新大学院大学構想 「国際的な場」の形成を


 自然科学系の沖縄新大学院大学構想がとんとん拍子に具体化している。予想
を上回るスピードだ。

 尾身幸次内閣府沖縄担当相が大学院大学の設置を打ち出したのは、昨年六月
だった。八月には、有識者による検討会(有馬朗人座長)がスタートした。

 内閣府は今年三月、沖縄振興局総務課の中に、「沖縄新大学院大学企画推進
室」を設置し、政府プロジェクトとして取り組む体制を整えた。

 二十六、二十七の両日には、ロサンゼルスで、複数のノーベル賞受賞者を交
えた第一回国際顧問会議を開くという。

 大学院大学は、学部を持たない独立系大学院のことである。

 沖縄新大学院大学は、国立大学の独立法人化に向けたモデルケースと位置付
けられており、教授陣も法人との雇用契約による「非公務員型」にする計画だ。

 尾身沖縄相によると、教授二百人、技術・事務職員三百人、学生五百人の規
模を想定しているという。

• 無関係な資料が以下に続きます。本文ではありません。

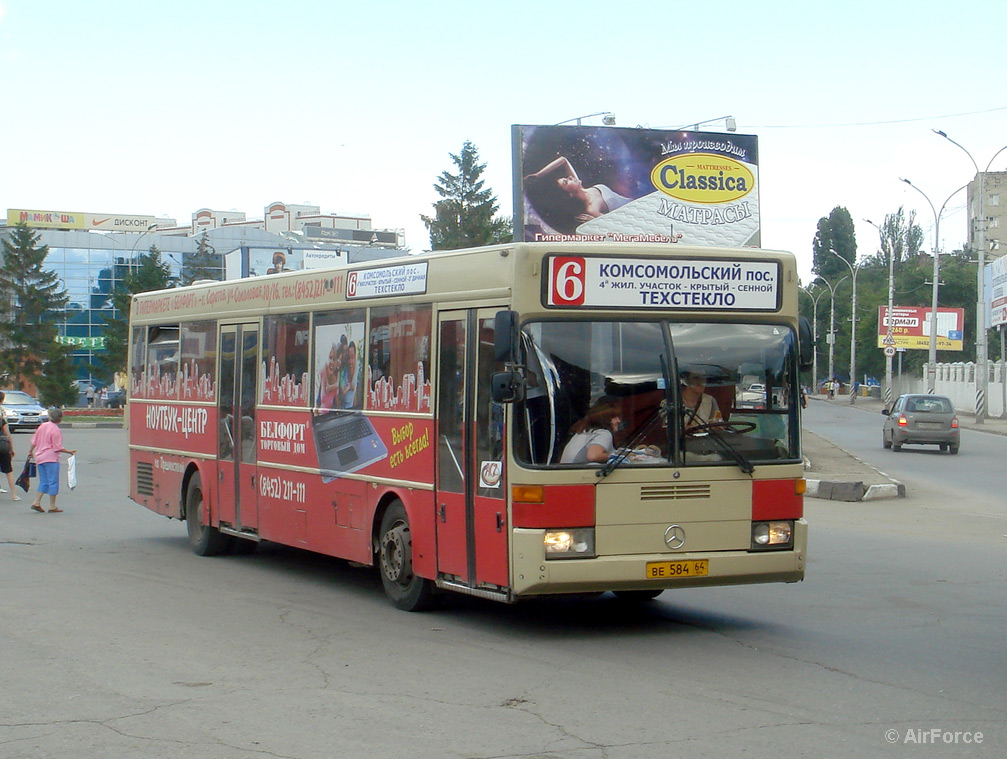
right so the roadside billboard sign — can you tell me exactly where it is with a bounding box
[512,125,760,248]
[989,255,1007,329]
[878,306,964,351]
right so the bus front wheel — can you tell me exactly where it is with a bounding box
[186,474,232,556]
[378,502,434,611]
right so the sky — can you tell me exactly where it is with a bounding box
[2,0,1005,283]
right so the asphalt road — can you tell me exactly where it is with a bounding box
[804,398,1007,513]
[2,428,1003,758]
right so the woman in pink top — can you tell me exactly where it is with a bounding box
[27,408,76,514]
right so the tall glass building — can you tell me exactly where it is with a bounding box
[1,224,404,384]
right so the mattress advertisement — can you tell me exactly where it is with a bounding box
[512,124,760,248]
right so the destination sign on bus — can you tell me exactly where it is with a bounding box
[546,255,779,310]
[347,262,428,299]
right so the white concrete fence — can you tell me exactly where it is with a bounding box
[901,361,1007,418]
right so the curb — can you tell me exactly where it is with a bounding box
[61,422,124,429]
[803,456,906,503]
[804,478,905,502]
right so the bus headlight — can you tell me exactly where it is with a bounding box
[544,528,595,559]
[751,520,794,550]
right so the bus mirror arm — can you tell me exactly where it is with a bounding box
[491,370,525,403]
[798,317,814,371]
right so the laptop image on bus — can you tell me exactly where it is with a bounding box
[311,411,388,482]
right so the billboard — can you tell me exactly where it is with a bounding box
[240,247,348,278]
[7,208,164,231]
[512,125,760,247]
[878,306,964,351]
[8,208,86,230]
[989,255,1007,329]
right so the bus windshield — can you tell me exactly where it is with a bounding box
[514,320,800,468]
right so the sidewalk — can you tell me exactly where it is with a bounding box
[803,393,1007,502]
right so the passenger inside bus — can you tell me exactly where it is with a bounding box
[559,398,623,464]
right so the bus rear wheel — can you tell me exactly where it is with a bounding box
[186,474,232,556]
[378,502,434,611]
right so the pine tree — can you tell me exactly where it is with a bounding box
[0,222,73,401]
[182,233,223,285]
[421,140,512,251]
[97,245,176,378]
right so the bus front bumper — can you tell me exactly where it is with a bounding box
[510,519,807,597]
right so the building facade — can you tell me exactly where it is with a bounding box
[2,202,408,386]
[967,171,1007,256]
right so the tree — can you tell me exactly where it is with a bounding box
[866,207,923,277]
[36,339,78,408]
[182,233,223,285]
[421,140,512,250]
[96,245,175,379]
[0,223,74,403]
[811,206,858,280]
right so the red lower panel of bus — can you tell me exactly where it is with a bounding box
[512,485,595,528]
[751,479,804,520]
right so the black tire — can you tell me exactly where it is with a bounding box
[613,589,664,602]
[949,445,960,455]
[892,440,902,452]
[939,443,948,452]
[883,433,891,449]
[185,474,232,556]
[378,501,435,611]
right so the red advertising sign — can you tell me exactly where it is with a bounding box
[877,306,964,351]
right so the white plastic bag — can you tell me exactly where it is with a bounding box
[66,454,77,490]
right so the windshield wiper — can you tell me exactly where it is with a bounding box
[596,404,666,481]
[690,425,755,475]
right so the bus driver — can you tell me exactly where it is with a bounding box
[680,370,722,431]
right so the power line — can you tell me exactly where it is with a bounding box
[749,105,1007,130]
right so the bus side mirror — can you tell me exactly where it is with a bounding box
[798,317,814,371]
[494,310,519,363]
[491,371,525,403]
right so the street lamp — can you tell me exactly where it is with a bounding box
[129,223,158,274]
[556,111,616,126]
[674,115,738,132]
[812,273,847,393]
[799,285,829,392]
[932,131,1007,422]
[900,178,967,392]
[829,249,862,402]
[866,218,896,405]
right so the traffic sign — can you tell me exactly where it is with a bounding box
[882,333,896,346]
[884,346,896,357]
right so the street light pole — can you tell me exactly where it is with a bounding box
[129,223,158,275]
[931,132,1007,422]
[813,274,847,393]
[799,285,828,392]
[830,249,861,402]
[866,218,896,405]
[900,179,967,393]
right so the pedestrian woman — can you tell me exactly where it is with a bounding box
[27,407,76,514]
[0,391,20,499]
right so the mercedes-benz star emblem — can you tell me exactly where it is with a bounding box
[664,524,686,550]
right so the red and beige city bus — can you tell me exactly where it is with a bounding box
[127,242,812,610]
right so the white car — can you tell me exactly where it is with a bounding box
[2,391,49,432]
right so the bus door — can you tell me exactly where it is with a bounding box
[435,309,509,589]
[217,324,260,533]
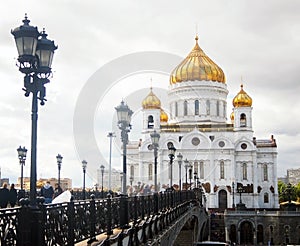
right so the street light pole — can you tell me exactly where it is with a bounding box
[168,143,176,189]
[115,100,133,195]
[17,146,27,194]
[12,15,57,206]
[232,181,235,208]
[56,154,63,187]
[184,159,189,190]
[177,153,183,190]
[194,171,198,188]
[150,130,160,192]
[82,160,87,200]
[100,165,105,198]
[107,132,115,191]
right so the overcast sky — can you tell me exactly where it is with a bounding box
[1,0,300,188]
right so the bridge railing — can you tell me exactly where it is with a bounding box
[0,190,197,245]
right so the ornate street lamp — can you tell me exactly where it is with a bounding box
[184,159,189,190]
[100,165,105,198]
[82,160,87,200]
[168,143,176,189]
[150,130,160,192]
[56,154,63,187]
[17,146,27,195]
[115,100,133,195]
[12,15,57,206]
[177,153,183,190]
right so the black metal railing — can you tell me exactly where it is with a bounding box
[0,190,199,245]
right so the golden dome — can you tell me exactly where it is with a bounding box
[233,84,252,107]
[160,109,168,122]
[170,36,226,84]
[230,111,234,122]
[142,87,161,109]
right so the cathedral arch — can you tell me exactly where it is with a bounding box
[240,220,254,245]
[218,189,227,209]
[263,164,268,181]
[184,100,188,116]
[264,192,269,203]
[220,161,225,179]
[206,100,210,115]
[147,115,154,129]
[257,224,264,245]
[148,163,153,180]
[242,163,247,180]
[195,100,199,115]
[240,113,246,127]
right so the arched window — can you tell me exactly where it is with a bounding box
[147,115,154,129]
[206,100,210,115]
[264,192,269,203]
[217,101,220,116]
[220,161,225,179]
[223,102,226,118]
[184,100,188,116]
[200,161,204,179]
[240,113,246,127]
[195,100,199,115]
[263,164,268,181]
[194,162,198,176]
[243,163,247,180]
[175,102,178,117]
[130,165,134,178]
[148,163,153,181]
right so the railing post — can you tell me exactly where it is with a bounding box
[119,194,129,228]
[106,194,113,235]
[154,192,158,214]
[17,198,31,246]
[88,194,97,244]
[67,197,75,246]
[141,196,145,219]
[133,195,138,223]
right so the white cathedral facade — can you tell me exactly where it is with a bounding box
[126,36,279,209]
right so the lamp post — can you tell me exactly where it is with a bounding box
[56,154,63,187]
[238,185,243,204]
[115,100,133,194]
[194,171,198,188]
[12,15,57,206]
[177,153,183,190]
[150,130,160,192]
[189,164,193,190]
[17,146,27,195]
[100,165,105,198]
[168,143,176,189]
[232,181,235,208]
[130,176,133,187]
[184,159,189,190]
[82,160,87,200]
[107,132,115,191]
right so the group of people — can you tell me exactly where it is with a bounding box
[0,181,63,208]
[0,183,18,208]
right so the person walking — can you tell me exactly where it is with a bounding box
[9,183,18,207]
[0,183,10,208]
[53,183,63,199]
[41,180,54,204]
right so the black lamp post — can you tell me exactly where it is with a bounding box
[150,130,160,192]
[17,146,27,193]
[194,171,198,188]
[115,100,133,195]
[100,165,105,198]
[184,159,189,190]
[237,185,243,204]
[56,154,63,187]
[177,153,183,190]
[12,15,57,206]
[189,164,193,190]
[168,143,176,189]
[82,160,87,200]
[232,181,235,208]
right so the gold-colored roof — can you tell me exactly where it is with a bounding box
[233,84,252,107]
[170,36,226,84]
[142,87,161,109]
[160,109,168,122]
[230,111,234,122]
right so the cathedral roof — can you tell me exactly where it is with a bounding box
[142,87,161,109]
[232,84,252,107]
[170,36,226,84]
[160,109,168,123]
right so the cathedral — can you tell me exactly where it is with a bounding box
[126,36,279,209]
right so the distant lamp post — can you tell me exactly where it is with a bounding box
[177,153,183,190]
[12,15,57,206]
[194,171,198,188]
[82,160,87,200]
[237,185,243,204]
[189,164,193,190]
[150,130,160,192]
[100,165,105,198]
[107,132,115,191]
[130,176,133,187]
[115,100,133,195]
[232,182,235,208]
[56,154,63,186]
[184,159,189,190]
[17,146,27,193]
[167,143,176,189]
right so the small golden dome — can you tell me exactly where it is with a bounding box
[233,84,252,107]
[230,111,234,122]
[160,109,168,122]
[170,36,226,84]
[142,87,161,109]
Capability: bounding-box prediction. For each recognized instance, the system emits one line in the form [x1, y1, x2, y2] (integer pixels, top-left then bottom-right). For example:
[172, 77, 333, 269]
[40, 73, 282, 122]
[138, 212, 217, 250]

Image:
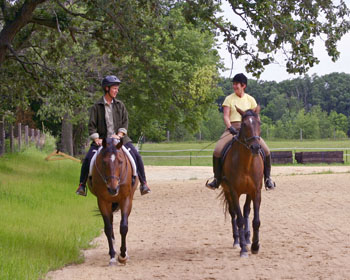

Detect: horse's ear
[102, 138, 107, 148]
[116, 138, 123, 150]
[253, 105, 261, 115]
[235, 106, 245, 116]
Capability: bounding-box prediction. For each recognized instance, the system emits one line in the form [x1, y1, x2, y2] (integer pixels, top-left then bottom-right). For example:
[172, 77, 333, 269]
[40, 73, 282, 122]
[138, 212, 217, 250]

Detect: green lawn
[0, 148, 102, 280]
[139, 139, 350, 166]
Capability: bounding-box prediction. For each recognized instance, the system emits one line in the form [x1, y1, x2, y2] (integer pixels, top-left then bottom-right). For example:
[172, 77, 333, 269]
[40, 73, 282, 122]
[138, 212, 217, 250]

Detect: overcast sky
[217, 0, 350, 82]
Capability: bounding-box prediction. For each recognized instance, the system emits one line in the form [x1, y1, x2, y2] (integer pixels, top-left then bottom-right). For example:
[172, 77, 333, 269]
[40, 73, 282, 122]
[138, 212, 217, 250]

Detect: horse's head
[236, 105, 262, 155]
[100, 137, 124, 196]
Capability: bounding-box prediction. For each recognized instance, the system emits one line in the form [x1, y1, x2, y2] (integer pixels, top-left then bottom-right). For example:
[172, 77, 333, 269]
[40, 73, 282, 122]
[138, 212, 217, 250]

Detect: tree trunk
[61, 113, 74, 156]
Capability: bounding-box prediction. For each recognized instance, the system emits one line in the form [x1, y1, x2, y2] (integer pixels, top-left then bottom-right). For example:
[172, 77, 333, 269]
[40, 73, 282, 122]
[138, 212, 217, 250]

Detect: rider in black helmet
[76, 75, 151, 196]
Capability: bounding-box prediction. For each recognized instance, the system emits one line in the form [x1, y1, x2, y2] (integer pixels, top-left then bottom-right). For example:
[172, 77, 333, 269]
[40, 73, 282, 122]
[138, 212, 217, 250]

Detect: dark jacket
[88, 96, 132, 144]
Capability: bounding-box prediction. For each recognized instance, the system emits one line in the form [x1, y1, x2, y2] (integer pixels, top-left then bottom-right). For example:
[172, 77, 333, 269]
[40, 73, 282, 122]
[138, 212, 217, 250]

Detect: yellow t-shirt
[222, 93, 257, 122]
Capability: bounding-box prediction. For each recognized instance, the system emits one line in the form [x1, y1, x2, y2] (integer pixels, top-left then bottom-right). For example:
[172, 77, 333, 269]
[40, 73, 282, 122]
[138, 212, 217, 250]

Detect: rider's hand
[228, 126, 238, 135]
[94, 138, 103, 146]
[111, 134, 121, 140]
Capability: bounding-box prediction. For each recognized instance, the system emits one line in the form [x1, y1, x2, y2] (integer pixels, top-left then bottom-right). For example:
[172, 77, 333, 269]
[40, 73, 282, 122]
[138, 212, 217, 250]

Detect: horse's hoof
[109, 257, 117, 266]
[118, 252, 129, 264]
[233, 242, 240, 249]
[251, 243, 260, 254]
[240, 251, 249, 258]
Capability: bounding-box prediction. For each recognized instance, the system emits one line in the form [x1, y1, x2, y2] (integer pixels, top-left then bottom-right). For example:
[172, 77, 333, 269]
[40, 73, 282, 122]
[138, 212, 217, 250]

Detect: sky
[217, 0, 350, 82]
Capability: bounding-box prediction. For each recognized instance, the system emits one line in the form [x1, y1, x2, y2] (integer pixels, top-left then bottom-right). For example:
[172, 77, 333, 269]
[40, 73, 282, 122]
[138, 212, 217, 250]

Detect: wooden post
[300, 128, 303, 141]
[9, 124, 14, 153]
[17, 123, 22, 151]
[25, 125, 29, 146]
[167, 130, 170, 142]
[0, 116, 5, 155]
[31, 128, 35, 142]
[36, 129, 40, 148]
[198, 130, 202, 141]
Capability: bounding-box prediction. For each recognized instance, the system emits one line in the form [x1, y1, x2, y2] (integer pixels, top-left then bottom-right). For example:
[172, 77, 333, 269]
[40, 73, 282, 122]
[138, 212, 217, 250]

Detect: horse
[220, 106, 264, 258]
[87, 137, 138, 265]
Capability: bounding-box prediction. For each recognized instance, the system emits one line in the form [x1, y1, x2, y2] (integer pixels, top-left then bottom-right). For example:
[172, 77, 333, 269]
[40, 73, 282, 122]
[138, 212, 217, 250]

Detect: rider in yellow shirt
[206, 73, 276, 190]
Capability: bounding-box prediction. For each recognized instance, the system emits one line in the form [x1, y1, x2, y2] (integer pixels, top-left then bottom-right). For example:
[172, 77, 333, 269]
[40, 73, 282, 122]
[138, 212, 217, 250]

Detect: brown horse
[87, 137, 138, 265]
[221, 106, 264, 258]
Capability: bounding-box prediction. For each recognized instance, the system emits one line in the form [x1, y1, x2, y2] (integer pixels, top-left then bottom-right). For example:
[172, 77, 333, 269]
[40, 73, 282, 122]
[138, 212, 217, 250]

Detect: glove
[228, 126, 238, 135]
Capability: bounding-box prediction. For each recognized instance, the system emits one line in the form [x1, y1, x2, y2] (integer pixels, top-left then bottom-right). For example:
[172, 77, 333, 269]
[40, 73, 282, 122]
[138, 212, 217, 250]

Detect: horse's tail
[217, 184, 230, 218]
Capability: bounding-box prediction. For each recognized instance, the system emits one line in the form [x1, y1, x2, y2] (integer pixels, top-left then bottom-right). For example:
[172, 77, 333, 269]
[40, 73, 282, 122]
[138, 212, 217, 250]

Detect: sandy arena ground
[46, 166, 350, 280]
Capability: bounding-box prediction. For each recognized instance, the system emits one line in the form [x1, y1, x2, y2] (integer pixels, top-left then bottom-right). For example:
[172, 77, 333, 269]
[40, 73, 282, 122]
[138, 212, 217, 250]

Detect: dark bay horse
[220, 106, 264, 258]
[87, 138, 138, 265]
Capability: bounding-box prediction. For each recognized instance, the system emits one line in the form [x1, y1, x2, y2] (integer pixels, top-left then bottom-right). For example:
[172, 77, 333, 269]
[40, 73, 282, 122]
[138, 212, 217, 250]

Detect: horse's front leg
[98, 199, 116, 265]
[118, 198, 131, 264]
[243, 195, 252, 245]
[251, 191, 261, 254]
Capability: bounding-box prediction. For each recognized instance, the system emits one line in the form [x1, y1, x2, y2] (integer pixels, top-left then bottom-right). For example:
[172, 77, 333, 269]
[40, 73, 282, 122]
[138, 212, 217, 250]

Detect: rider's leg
[76, 144, 99, 196]
[206, 130, 233, 190]
[260, 138, 276, 190]
[123, 142, 150, 195]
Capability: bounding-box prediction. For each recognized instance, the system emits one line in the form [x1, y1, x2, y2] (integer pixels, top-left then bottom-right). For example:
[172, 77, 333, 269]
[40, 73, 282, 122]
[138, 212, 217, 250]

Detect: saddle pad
[89, 146, 137, 177]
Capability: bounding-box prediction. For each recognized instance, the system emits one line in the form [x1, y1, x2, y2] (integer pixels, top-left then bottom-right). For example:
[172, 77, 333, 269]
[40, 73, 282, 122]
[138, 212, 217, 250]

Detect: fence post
[0, 117, 5, 155]
[25, 125, 29, 146]
[36, 129, 40, 148]
[300, 128, 303, 141]
[17, 123, 22, 151]
[9, 124, 14, 153]
[190, 152, 192, 166]
[167, 130, 170, 142]
[31, 128, 35, 142]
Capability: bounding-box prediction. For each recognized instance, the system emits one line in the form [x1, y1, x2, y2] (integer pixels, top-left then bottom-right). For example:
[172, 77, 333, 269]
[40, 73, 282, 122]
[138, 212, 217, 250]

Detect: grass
[0, 148, 102, 280]
[139, 139, 350, 166]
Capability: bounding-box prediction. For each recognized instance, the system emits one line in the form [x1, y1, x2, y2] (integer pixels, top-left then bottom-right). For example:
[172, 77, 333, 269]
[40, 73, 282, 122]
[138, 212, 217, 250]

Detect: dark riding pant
[79, 143, 99, 184]
[79, 142, 147, 185]
[124, 142, 147, 184]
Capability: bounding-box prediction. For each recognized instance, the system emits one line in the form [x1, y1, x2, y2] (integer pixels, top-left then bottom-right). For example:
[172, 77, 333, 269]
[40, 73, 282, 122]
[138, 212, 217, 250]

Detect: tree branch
[0, 0, 47, 65]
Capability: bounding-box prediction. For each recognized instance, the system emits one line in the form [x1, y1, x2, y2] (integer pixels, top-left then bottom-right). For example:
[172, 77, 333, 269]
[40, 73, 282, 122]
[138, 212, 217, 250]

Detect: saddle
[220, 136, 265, 165]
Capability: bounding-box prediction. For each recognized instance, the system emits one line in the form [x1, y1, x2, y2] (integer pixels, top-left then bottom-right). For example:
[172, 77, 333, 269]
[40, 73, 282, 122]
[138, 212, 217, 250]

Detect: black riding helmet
[101, 75, 121, 92]
[232, 73, 248, 86]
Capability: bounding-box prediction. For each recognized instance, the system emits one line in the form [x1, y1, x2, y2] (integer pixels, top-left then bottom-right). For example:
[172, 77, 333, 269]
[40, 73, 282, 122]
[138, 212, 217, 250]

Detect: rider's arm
[223, 106, 232, 129]
[118, 102, 128, 136]
[88, 105, 102, 145]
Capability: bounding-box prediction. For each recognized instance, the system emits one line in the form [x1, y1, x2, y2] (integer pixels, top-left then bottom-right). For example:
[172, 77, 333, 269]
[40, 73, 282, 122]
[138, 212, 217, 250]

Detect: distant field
[0, 148, 101, 280]
[139, 139, 350, 166]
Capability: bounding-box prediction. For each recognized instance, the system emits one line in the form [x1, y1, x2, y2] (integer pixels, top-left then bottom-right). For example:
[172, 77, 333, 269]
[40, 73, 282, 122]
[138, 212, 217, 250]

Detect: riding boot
[264, 154, 276, 190]
[206, 156, 222, 190]
[140, 181, 151, 195]
[76, 182, 87, 196]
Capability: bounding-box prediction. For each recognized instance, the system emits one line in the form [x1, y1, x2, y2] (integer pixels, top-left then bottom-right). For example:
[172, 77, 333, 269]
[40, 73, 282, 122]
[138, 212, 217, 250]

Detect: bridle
[235, 116, 261, 151]
[94, 148, 128, 187]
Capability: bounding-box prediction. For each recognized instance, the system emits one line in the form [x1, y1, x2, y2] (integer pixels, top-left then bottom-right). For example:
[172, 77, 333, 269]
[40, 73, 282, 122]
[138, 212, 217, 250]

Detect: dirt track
[46, 166, 350, 280]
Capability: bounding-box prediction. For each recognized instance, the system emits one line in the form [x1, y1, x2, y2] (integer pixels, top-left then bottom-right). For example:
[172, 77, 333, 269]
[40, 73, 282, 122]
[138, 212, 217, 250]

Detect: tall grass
[0, 148, 102, 280]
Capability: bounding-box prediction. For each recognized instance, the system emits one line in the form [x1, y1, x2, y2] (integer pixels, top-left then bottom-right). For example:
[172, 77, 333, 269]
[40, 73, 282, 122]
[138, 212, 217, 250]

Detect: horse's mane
[241, 109, 258, 120]
[102, 138, 117, 155]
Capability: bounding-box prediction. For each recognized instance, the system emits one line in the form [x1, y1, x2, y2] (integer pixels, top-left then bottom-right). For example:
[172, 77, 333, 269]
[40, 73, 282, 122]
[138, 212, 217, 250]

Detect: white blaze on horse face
[110, 154, 116, 163]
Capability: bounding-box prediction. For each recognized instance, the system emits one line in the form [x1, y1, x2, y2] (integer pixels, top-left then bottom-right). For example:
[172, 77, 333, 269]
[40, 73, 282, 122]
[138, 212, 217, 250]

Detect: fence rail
[139, 147, 350, 165]
[0, 117, 45, 156]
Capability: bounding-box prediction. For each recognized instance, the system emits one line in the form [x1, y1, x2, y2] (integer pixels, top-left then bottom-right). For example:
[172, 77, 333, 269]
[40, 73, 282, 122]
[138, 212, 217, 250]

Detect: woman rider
[76, 75, 151, 196]
[206, 73, 275, 190]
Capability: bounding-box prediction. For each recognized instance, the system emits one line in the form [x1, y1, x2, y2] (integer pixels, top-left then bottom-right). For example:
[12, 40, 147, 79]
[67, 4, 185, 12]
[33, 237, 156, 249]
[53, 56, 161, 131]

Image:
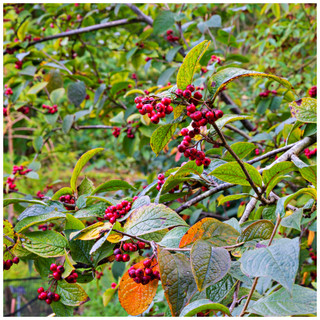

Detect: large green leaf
[299, 165, 317, 188]
[289, 97, 317, 123]
[179, 299, 230, 317]
[24, 231, 68, 257]
[17, 202, 65, 221]
[3, 198, 47, 207]
[281, 208, 303, 231]
[27, 81, 48, 95]
[153, 10, 175, 34]
[150, 123, 178, 156]
[77, 176, 94, 196]
[158, 226, 189, 248]
[91, 180, 135, 195]
[56, 280, 90, 306]
[262, 161, 298, 186]
[69, 239, 94, 265]
[240, 238, 299, 293]
[65, 213, 85, 230]
[248, 285, 317, 316]
[209, 161, 262, 187]
[14, 212, 66, 233]
[124, 204, 188, 236]
[208, 67, 294, 102]
[206, 274, 237, 303]
[67, 81, 86, 107]
[70, 148, 104, 192]
[177, 40, 211, 90]
[51, 301, 74, 317]
[73, 202, 106, 219]
[190, 240, 231, 291]
[238, 220, 274, 243]
[158, 248, 197, 316]
[222, 142, 256, 161]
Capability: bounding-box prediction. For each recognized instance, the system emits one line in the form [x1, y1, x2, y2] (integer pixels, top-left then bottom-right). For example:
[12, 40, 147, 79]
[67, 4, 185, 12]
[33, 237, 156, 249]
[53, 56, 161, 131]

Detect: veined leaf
[91, 180, 135, 195]
[218, 194, 251, 206]
[289, 97, 317, 123]
[179, 299, 230, 317]
[238, 220, 274, 243]
[70, 148, 104, 192]
[208, 67, 294, 102]
[3, 198, 47, 207]
[177, 40, 211, 90]
[51, 187, 73, 200]
[150, 123, 178, 156]
[222, 142, 256, 161]
[262, 161, 298, 186]
[56, 280, 90, 306]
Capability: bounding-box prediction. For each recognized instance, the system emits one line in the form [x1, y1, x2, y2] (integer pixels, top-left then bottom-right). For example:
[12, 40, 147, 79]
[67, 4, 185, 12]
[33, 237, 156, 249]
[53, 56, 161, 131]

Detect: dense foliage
[3, 3, 317, 317]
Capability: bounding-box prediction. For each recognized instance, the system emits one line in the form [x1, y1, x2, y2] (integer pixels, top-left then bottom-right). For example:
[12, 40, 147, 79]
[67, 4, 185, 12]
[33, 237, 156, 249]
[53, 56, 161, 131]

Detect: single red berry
[193, 111, 202, 121]
[136, 268, 144, 278]
[180, 128, 189, 136]
[57, 265, 65, 274]
[122, 244, 129, 252]
[166, 29, 173, 35]
[128, 269, 136, 278]
[111, 282, 117, 289]
[122, 254, 130, 262]
[143, 259, 152, 268]
[12, 257, 19, 264]
[133, 277, 141, 284]
[178, 144, 186, 153]
[115, 254, 123, 262]
[39, 292, 47, 300]
[45, 298, 52, 305]
[142, 276, 151, 285]
[193, 91, 202, 100]
[53, 272, 61, 280]
[138, 242, 145, 249]
[145, 268, 153, 276]
[186, 104, 196, 113]
[158, 174, 165, 180]
[183, 90, 192, 99]
[53, 293, 60, 302]
[215, 110, 223, 118]
[161, 97, 171, 106]
[186, 84, 195, 92]
[37, 287, 44, 294]
[110, 216, 116, 224]
[195, 159, 203, 166]
[175, 88, 183, 95]
[47, 292, 54, 300]
[203, 158, 211, 167]
[153, 270, 161, 279]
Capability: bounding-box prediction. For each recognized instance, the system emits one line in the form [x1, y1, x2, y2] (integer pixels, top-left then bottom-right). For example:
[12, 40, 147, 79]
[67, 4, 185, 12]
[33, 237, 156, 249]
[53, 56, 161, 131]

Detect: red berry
[133, 277, 141, 284]
[53, 293, 60, 302]
[187, 104, 196, 113]
[181, 128, 189, 136]
[138, 242, 145, 249]
[37, 287, 44, 294]
[193, 91, 202, 100]
[136, 268, 144, 278]
[193, 111, 202, 121]
[166, 29, 173, 35]
[122, 254, 130, 262]
[111, 282, 117, 289]
[39, 292, 47, 300]
[186, 84, 195, 92]
[203, 158, 211, 167]
[115, 254, 123, 262]
[161, 97, 171, 106]
[110, 216, 116, 224]
[122, 243, 129, 252]
[143, 259, 152, 268]
[158, 174, 165, 180]
[175, 88, 183, 95]
[57, 265, 65, 274]
[128, 269, 136, 278]
[183, 90, 192, 99]
[195, 159, 203, 166]
[47, 292, 54, 300]
[45, 298, 52, 305]
[53, 272, 61, 280]
[145, 268, 153, 276]
[178, 144, 186, 153]
[13, 257, 19, 264]
[215, 110, 223, 118]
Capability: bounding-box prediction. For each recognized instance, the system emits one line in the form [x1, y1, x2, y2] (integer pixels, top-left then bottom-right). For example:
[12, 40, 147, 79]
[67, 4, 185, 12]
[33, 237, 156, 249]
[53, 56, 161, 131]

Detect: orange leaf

建設費は約八百億円、年間の運営経費は約二百億円
を見積もっている。

 二〇〇六年九月の開学を目指すというから、候補地の選定も意外と早く進む
かもしれない。

 自然科学系の大学院大学の設置は、新沖縄振興計画の大きな目玉だと言って
いい。

 「世界最高水準を目指す」という尾身沖縄相の意気込みが実現し、世界各地
から教授や学生を呼び込むことができれば、有形無形の波及効果は計り知れな
い。

 だが、単に場所を提供するだけでは、その効果も半減せざるを得ないだろう。

 政府や県はこの際、大学院大学を核にした新たな沖縄像を練ってはどうだろ
うか。

 沖縄を「自然科学、環境科学の国際的な研究施設が集中する場」として整備
し、世界から研究者を集めるのである。

 サンゴ、マングローブ、ヤンバルの森の動植物、西表の原生林、ジュゴン、
海洋科学、台風―。沖縄には、ここにしかないというテーマがごろごろ転がっ
ている。

 新しい振興計画の中で、そういう方向付けをして、積極的に研究環境の整備
や人材育成などに取り組んでいけば、決して夢物語ではない、と思う。

 過熱する一方の誘致合戦は、今のところ、誘致した後どうするという計画を
ほとんど持っていない。

 従来のような「ハコモノ誘致」とは異なる発想が必要だ。